Ungezählte Umfragen der vergangenen Monate haben eines deckungsgleich ergeben: Vertrauen in Demokratie und den Staat wird sich nicht durch Demokratiekurse und reine Diskussionen zurückgewinnen lassen, sondern durch schlichtes Funktionieren des Staates, also in dem Fall des Landes Berlin.

Einfach gesagt: Die Mehrheit der Wählerschaft setzt nicht auf große Ideale und die Rettung der Welt, sondern hat dann Vertrauen in den Staat, wenn der dafür sorgt, dass es sauber, sicher, bezahlbar und pünktlich zugeht. In einem Kommentar im Wahlkampf war zu lesen, die Unpünktlichkeit des Staatsunternehmens Deutsche Bahn sei das größte Werbeprogramm für die AfD.

Auch das schier Banale ernst nehmen

Was aber würde nach gängigem Muster passieren, wenn der schwarz-rote Senat morgen Sauberkeit, Pünktlichkeit und Verlässlichkeit zu vorrangigen Regierungszielen erklärte? „Provinziell“, würde es mindestens von der Opposition heißen.
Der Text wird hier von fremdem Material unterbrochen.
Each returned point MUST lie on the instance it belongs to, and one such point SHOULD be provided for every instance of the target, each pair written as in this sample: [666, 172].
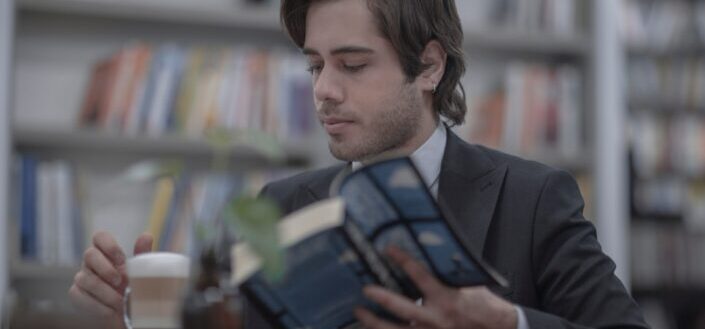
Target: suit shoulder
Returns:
[520, 168]
[284, 190]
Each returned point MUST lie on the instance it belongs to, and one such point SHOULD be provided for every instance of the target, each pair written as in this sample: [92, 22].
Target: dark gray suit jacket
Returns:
[526, 220]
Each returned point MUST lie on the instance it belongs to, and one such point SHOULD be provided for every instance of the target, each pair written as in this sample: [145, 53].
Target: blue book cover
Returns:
[336, 246]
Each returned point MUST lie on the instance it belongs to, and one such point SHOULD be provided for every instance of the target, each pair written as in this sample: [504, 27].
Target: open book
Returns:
[336, 246]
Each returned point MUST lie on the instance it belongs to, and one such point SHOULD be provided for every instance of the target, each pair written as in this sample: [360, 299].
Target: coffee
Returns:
[158, 282]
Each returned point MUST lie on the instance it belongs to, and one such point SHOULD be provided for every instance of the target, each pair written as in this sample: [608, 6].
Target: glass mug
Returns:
[158, 282]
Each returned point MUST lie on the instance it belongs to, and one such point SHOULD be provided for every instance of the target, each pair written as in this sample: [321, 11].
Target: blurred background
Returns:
[97, 95]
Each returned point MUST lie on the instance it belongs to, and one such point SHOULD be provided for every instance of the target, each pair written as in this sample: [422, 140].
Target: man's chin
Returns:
[345, 152]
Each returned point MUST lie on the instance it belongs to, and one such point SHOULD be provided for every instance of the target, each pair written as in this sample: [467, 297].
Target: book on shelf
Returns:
[336, 246]
[672, 145]
[50, 217]
[544, 16]
[155, 90]
[527, 109]
[662, 24]
[667, 256]
[673, 84]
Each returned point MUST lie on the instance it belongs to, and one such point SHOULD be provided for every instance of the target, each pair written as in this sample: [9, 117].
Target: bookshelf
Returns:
[663, 45]
[6, 36]
[101, 144]
[56, 42]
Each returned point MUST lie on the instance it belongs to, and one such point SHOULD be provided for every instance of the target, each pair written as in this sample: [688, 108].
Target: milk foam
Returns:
[158, 264]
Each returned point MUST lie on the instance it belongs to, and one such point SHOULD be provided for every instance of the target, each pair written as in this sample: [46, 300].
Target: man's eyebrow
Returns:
[341, 50]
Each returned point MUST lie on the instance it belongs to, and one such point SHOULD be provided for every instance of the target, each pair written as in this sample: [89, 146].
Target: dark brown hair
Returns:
[409, 25]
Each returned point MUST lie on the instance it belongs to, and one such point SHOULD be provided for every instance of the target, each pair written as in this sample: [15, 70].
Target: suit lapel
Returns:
[319, 188]
[470, 184]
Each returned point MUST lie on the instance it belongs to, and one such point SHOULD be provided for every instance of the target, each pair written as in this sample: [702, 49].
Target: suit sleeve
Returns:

Es würde gehöhnt, Berlin könne ja mitmachen beim Wettbewerb „Unser Dorf soll schöner werden“.

Warum muss das so sein? Nur um sich beim Parteiabend im heimischen Kreisverband über einen vermeintlich provinziellen Regierungschef lustig machen zu können, der doch besser mal bei sich daheim Spandauer Dorfschulze geworden wäre. Es gab Zeiten, da konnte Berlin sagen: So sind wir halt, wer hier wohnt, will das Unaufgeräumte und Schangelige und Chaotische, das mache diese Stadt doch aus, alles andere ist Blockwartmentalität.

Das dürfte schon immer eine abgehobene Sichtweise gewesen sein. Heute aber gibt es die AfD, die jede überquellende Mülltonne als Beleg für ihr Mantra nimmt, dass der Staat in seiner jetzigen Form abgewirtschaftet habe. Und dass die auch in Berlin keine Kleinpartei im einstelligen Prozentbereich mehr ist, hat vor sieben Wochen die Bundestagswahl gezeigt.

Warum nicht von CDU bis Linke, mit allen Vorfeldorganisationen und anverwandten Communitys einen breiten Konsens darüber herstellen, dass Berlin beispielsweise nicht deswegen die viel zitierte „Stadt der Freiheit“ ist, weil hier jeder seinen Müll auf die Straße werfen kann? Wenn es beim als zuvor unendlich dröge geltenden, aber in gleicher Weise ungemein wichtigen Thema Verwaltungsreform geklappt hat, sich auf Gemeinsamkeiten zu verständigen, warum dann nicht auch hier?

Unterschiede für die Wahl bleiben genug

Parteigrundsätze bräuchte dafür niemand zu kippen – ein Lob auf Dreck und Unzuverlässigkeit gibt es weder bei der CDU noch der Linken im Programm. Und Berlin hätte damit genauso einen „starken Plan“, wie ihn Friedrich Merz im Koalitionsvertrag sieht. Einen parteipolitischen Einheitsbrei braucht deshalb niemand zu befürchten: Unterscheidungsmerkmale für die Abgeordnetenhauswahl im Herbst 2026 gibt es jenseits davon noch genug.